We are confronted here with a refusal to accept and comply with the terms of the stipulation executed on October 20, 1989. Petitioner does not want to pay his liability for Federal income taxes, additions to tax, and increased interest. He has repeatedly made frivolous arguments hoping that he will find some semantic technicality that will render him exempt from Federal income tax, which applies generally to all U.S. citizens and residents. His unintelligible and groundless arguments are no more than stale tax protester contentions long dismissed by this Court and other courts which have heard them. Lonsdale v. United States [90-2 USTC ╤ 50,581], 919 F.2d 1440, 1448 (10th Cir. 1990); Abrams v. Commissioner [Dec. 41,031], 82 T.C. 403, 406-407 (1984); Rowlee v. Commissioner [Dec. 40,228], 80 T.C. 1111 (1983). We see no need to waste our time by addressing each of petitioner's groundless contentions. Moreover, his actions have delayed the disposition of this case.

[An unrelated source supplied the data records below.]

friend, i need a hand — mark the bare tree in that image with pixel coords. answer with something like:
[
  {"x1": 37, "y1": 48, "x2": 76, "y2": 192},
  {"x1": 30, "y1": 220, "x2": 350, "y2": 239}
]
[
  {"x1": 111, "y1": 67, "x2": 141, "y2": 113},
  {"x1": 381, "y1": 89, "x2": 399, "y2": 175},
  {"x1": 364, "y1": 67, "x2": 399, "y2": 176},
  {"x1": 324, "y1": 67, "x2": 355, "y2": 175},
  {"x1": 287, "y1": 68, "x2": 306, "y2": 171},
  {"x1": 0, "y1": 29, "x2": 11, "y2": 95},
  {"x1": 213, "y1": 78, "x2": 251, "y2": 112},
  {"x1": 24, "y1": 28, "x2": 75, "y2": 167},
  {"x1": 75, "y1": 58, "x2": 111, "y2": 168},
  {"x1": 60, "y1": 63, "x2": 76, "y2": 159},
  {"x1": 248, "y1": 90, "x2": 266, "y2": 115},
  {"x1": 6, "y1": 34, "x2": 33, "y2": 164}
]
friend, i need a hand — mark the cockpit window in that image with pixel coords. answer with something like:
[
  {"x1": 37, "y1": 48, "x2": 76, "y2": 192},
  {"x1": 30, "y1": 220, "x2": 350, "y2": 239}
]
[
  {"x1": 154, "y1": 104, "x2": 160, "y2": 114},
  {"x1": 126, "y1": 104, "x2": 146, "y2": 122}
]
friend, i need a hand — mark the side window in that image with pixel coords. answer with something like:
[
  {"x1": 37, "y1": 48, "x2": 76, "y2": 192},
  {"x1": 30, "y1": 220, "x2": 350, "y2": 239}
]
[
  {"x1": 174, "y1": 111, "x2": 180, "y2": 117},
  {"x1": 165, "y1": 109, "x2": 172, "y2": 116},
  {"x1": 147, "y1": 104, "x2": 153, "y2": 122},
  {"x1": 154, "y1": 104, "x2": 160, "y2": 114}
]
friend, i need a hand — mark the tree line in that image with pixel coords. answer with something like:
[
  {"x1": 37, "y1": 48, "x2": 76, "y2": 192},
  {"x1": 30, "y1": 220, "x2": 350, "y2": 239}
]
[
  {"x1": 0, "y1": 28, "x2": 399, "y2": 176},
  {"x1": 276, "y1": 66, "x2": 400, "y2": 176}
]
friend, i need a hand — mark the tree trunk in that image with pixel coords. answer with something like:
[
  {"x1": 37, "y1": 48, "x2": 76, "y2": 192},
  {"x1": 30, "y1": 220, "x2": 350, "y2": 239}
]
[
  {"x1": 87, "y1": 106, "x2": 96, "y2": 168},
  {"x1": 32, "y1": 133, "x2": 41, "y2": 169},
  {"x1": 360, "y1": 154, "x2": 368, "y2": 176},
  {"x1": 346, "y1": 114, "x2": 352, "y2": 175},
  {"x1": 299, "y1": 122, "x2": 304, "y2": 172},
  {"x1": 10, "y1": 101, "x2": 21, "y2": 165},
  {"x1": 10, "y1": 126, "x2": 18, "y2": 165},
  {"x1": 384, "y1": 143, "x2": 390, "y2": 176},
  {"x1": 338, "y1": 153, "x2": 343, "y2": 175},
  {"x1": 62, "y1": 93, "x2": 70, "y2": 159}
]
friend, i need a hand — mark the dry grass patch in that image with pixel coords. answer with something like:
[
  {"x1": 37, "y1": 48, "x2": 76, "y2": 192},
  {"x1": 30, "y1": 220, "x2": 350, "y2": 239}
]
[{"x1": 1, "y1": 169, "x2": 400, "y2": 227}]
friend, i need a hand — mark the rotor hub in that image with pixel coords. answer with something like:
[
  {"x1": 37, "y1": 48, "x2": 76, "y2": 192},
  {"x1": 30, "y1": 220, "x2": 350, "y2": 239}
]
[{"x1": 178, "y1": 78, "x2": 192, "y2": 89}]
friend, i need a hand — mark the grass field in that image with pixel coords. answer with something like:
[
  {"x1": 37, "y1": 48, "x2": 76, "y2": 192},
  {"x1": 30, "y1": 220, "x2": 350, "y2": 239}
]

It suffices to say that petitioners chose this forum in which to litigate their tax dispute. We acquired jurisdiction in this case after a valid notice of deficiency was sent to petitioners, and they in turn filed a timely petition. Secs. 6212(a) and (b); 6213(a). Once our jurisdiction is invoked, it remains unimpaired until we decide the controversy. Dorl v. Commissioner [Dec. 31,284], 57 T.C. 720, 722 (1972), affd. per curiam [74-2 USTC ╤ 9826] 507 F.2d 406 (2d Cir. 1974). Petitioner has not set forth any cogent reasons in his objection why we should deny respondent's motion for entry of decision, and petitioner Doris J. Minovich has not filed any objection. Therefore, based on the record in this case, respondent's Motion for Entry of Decision will be granted.

Although respondent has not requested an award of a penalty under the provisions of section 6673, the Court may, on its own initiative, require a taxpayer to pay such a penalty to the United States where the circumstances justify its imposition. Section 6673(a)(1) provides:


(1) PROCEDURES INSTITUTED PRIMARILY FOR DELAY, ETC. ≈ Whenever it appears to the Tax Court that ≈

(A) proceedings before it have been instituted or maintained by the taxpayer primarily for delay,

(B) the taxpayer's position in such proceeding is frivolous or groundless, or

(C) the taxpayer unreasonably failed to pursue available administrative remedies,

the Tax Court, in its decision, may require the taxpayer to pay to the United States a penalty not in excess of $25,000.

Here we have a petitioner who was not only involved in an abusive tax shelter, but has also taken frivolous and groundless positions, and has maintained this proceeding primarily for delay. Consequently, we will require petitioner John W. Minovich to pay to the United States a penalty of $2,500 under section 6673.

To reflect the foregoing,

An order and decision for respondent will be entered.